Postgraduate Certificate in Dyslexia and Literacy from the Dyslexia Institute at York University (2005).
Master of Education, University of Leeds (1995).
Diploma in Applied Educational Studies (1990).
Certificate in Early Childhood Education (1984).
Teaching Certificate (Distinction), Eaton Hall College of Education, Retford
I was originally a class teacher in secondary schools, specialising in science and maths. I then retrained to teach primary aged pupils and taught in both state and private schools. I taught at York College for Girls for ten years; and at Chapter House, Queen Ethelburga's College for five years. I have also taught at other schools in and around York, including: Robert Wilkinson School, Carr Infants School and Escrick County Primary School. I have been a private tutor since 2004.
All my tutoring is done one to one so I can analyse all the responses of my pupils and pinpoint their areas of difficulty. The methods I use are multi-sensory and structured as recommended by research on learning difficulties. I am very aware that some children have a hard time in the classroom and I work to improve self-esteem, celebrating all their successes and trying to minimise anxiety with plenty of fun activities and games.
I have known Diane for over 40 years. Her strengths are that she is patient, caring, very knowledgeable and able to adapt her style of teaching to the individual.
My daughter has dyscalculia and struggles as a result at school. The school system moves too quickly for her and she has been left behind feeling low in her self esteem and confidence. Diane fully understands how Caitlyn learns and has taken her back to basics to put in the foundations that she has not established through school. I stay during the lesson in another room and what I hear is my little girl who cries usually at the thought of Maths, laughing and enjoying learning. Diane is kind in her approach and uses games to help her learn. Progress is slow as my daughters working memory is not good so she forgets what she has learned sometimes but she is definitely making progress. I cannot tell you what a difference Diane makes in a mere paragraph as it is huge. If you are considering tuition for your child definitely choose Diane I cannot recommend her highly enough.

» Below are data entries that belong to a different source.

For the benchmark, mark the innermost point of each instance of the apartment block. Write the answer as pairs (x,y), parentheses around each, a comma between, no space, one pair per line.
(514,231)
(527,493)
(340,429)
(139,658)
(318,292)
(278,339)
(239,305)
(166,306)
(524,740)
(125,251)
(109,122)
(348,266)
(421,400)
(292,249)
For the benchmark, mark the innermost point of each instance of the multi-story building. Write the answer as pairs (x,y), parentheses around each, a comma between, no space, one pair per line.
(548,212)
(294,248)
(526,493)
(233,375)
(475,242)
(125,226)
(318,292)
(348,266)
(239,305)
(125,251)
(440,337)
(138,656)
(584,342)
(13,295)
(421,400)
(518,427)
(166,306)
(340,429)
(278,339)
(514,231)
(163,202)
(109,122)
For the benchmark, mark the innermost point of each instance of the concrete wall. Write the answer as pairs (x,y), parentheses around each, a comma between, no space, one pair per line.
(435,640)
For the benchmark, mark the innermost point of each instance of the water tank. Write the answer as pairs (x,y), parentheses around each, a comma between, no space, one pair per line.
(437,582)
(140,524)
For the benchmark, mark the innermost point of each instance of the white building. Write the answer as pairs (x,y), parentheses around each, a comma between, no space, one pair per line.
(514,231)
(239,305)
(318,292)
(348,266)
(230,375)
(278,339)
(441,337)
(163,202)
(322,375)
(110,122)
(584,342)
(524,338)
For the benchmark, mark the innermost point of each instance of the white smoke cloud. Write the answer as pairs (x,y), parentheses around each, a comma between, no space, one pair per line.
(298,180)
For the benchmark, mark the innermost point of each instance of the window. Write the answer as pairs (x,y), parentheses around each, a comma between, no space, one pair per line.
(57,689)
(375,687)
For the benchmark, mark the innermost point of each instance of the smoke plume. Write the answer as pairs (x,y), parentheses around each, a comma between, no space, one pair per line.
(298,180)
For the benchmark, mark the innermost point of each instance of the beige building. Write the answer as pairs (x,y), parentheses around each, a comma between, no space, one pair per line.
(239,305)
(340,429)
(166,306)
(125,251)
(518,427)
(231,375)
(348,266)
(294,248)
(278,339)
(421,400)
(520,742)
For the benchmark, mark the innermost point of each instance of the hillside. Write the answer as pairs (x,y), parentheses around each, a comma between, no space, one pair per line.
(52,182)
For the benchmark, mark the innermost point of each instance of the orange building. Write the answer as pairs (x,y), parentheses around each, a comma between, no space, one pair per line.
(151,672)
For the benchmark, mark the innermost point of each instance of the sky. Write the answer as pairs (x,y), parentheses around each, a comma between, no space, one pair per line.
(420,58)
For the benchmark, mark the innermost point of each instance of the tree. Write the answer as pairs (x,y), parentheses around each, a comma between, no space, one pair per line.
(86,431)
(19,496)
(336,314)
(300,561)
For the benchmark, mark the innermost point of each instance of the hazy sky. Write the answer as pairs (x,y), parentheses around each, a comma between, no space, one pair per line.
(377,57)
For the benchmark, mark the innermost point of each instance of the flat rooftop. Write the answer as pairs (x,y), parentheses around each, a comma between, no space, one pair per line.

I just want to say that your support for our son over the past two years has done wonders for his personal self esteem, and allaround ability to adjust to a new life here in England. His reading skills are at grade level and he is no longer afraid to read aloud, his writing is legible and he has confidence to try new things that were hard for him two years ago. Thank you for your time, patience, and the creative ways you have taught my son.
I feel extremely lucky to have found Diane Kirk, she was the miracle I was looking for to help my son.
At sixteen my son had a high level of intellect and had successfully completed G.C.S.E.'s with assistance, but he did not have the ability to write, or spell very well.
Diane tailored a programme to suit him perfectly. She was very supportive and kept him interested and focused at all times. I know he could never have achieved the same result without Diane and will be forever grateful.
I cannot recommend Diane Kirk more highly, and will be forever grateful to her for turning my daughter's life around.
We started seeing Diane in January 2012 when my 13 year old daughter presented with a reading and spelling age of under 10 years. My daughter embarked on a specially tailored and intensive programme under the care and expertise of Diane, who gently coaxed, encouraged and supported her. By May, my daughters reading age was 13+.